統合推進者のコーロッパ中心地主義傾向に対する批判を明確にするために、第一の行進は、モロッコのタンジールとサラエボから出発することにした。出発日の四月十四日に、同時にヨーロッパ全体で行動を展開する。
 共同計画を作成するのは楽ではない。というのは、参加者の社会的な状況、政治性、活動経験、優先事項 などが大きく違うからだ。行動の詳細に不一致があったし、運動の基本目標に関してさえ不一致があった。ゆっくりと、だが着実に三つの合意点に向かって前進していった。フィレンツェアピールが行進の基礎文書となった。ブリュッセル会議参加者は、マーストリヒト条約の統一基準に現れているネオリベラル、マネタリスト的な考えに対するわれわれの反対にも注目を集めるようにすべきだと決定した。また行進委員会はこの連動に参加する活動家やもっと広範に労働運動内部でも、現在の欧州連合に代わることができる戦略に関する議論を組織し展開すベきだとも確認した。
 ヨーロッパ事務局(フランス、ベルギー、オランダの行進委員会による構成)が作成したアピール草案を採択しなかった。おそらく、そうした文章を提案すること自体が時期尚早だったのだろう。あるいは遅すきたのかもしれない。いずれにしても、参加者は中心的な文言に関して意見が分かれていたし、幅広く相談した文書ではなかったので反対はありえたことだ。
 その結果、アピール案は議論の「土台」として確認され、ブリュッセル会議で表明された様々な意見が付け加えられた。

運動の方法論

 いくつかの潮流や個人は、この行進を自らの見解をより広範な人々に伝える絶好の機会と認識した。彼らは「可能な限りの自律」を強調し、「公然とした意見表明」の機会の拡大を訴えた。彼らは、行進運動内部で正しく活動する方法と、運動の政治目標とをしばしば混同した。
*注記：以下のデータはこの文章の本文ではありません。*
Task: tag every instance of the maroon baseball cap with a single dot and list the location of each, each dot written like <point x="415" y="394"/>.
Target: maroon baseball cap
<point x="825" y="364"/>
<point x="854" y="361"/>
明確な社会主義的目標を追求する新しい世代の活動家化たも見受けられた。彼らは、運動綱領に一層の明確さを求めた。行進がまったく新しい社会展望を体現すべきだとか、欧州連合諸国の政府と完全に決裂すべきだとか、労働運動の伝統的な指導部に挑戦すべきとか、こういった問題では、参加者全体が一致していたのではない。
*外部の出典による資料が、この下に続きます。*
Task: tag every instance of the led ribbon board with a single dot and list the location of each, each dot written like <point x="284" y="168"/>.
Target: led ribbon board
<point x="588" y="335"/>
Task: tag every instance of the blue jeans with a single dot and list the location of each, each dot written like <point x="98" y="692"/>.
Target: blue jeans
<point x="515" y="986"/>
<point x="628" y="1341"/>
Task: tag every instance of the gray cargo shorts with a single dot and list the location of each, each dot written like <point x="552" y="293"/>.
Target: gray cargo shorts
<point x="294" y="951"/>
 掛け金は高額だった。目標は、マーストリヒト条約定めた統合過程、統合計画を中止あるいは挫折させることだ。ますます多くの人々が欧州連合のネオリベラル的な本質に批判的になってきているから、行進が労働運動内部のより重要な潮流の間に大きな反響をつくり出していく可能性はある。そのためには、ヨーロッパ行進委員会内部になぜ対立が存在するのかを理解しなければならない。
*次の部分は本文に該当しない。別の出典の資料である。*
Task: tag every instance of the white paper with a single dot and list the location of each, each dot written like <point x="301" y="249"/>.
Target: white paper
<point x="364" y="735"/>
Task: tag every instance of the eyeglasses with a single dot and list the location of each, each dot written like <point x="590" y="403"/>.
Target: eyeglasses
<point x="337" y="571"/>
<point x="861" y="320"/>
 すなわち、この計画に積極的に参加してきたほとんどの勢力は、広い意味での社会運動の最もラジカルな部分である。だが、修正された「運動綱領」は、非常にに広範かつ開かれたものだった。実際、この文書は、以前はマーストリヒト条約が定めた過程を支持したり、あるいは受け入れたが、条約の反社会的な影響やそれが生み出す政策に反対する人々を対象としたものであった。 社会民主主義潮流の政治と労働連動の指導部は、はなはだ困難なジレンマに直面している。彼らが欧州連合と通貨同盟を支持し続けるなら、一般大衆と対決せざるをえない。ますます多くの人が、マーストリヒト条約の統一基準がネオリベラリズムであり、一九九六年十月にタプリンで開かれた首脳会議で合意された「安定協定」がネオリベラリズムそのものであることを理解するようになっているからだ。ヨーロッパ統合が進むにつれて、かってなく労働運動と社会運動との連動が強まっていく。ことに、労働運動内部のより行動的な部分と、フランス、ドイツ、ベルギー、オランダといった統合推進諸国で。
 従って労働組合官僚と社民政治家は、「ランプリング」の世話を引き受けようとする。だが、そのためには、これまでの欧州統合、マーストリヒト条約、統一通貨支持といった自らの過去に挑戦しなければならない。自らの過去に対する反省をためらえばためらうほど、彼らへの不信は強くなっていく。

ヨーロッパ行進戦略

 行進準備の最後の週において、組織委員会は、運動にさらに力を与えるために、二重の戦略を採用した。一つは、ベルギーのルノー工場閉鎖などと闘う労働連動との連携を図ったことである。同時にヨーロッパ行進委員会は、もっと広範囲な労働運動に対して、開かれた心をもって接した。ますます多くの労働者が、マーストリヒト過程の破滅的な側面を認識するようになっており、そこから労働運動の要求と戦略に関して一定の結論を導き出し始めているからだ。こうした労働者を行進の側に獲得することが極めて重要である。
 この運動の中心は、マーストリヒト条約の統合基準に反対することであり、失業と闘い、賃金切り下げのない労働時間の短縮を実現することであり、こうした課題を現在の統合に関するヨーロッパ規模の議論の中心に据えることである。フィレンツェアピールは、欧州連合に対抗する思想としては確かに適切ではない。
だが、現在の運動にとっては、十分すぎるほどの文書である。
 ヨーロッパ行進が掲げる要求は、労働運動や社会主義連動に満足していない人々を結集していく基礎になりうる。より多くの労働者がこの行進を観測するだろうが、しかし、自ら行動に参加することには幾分のためらいがある。ここにこそ、課題がある。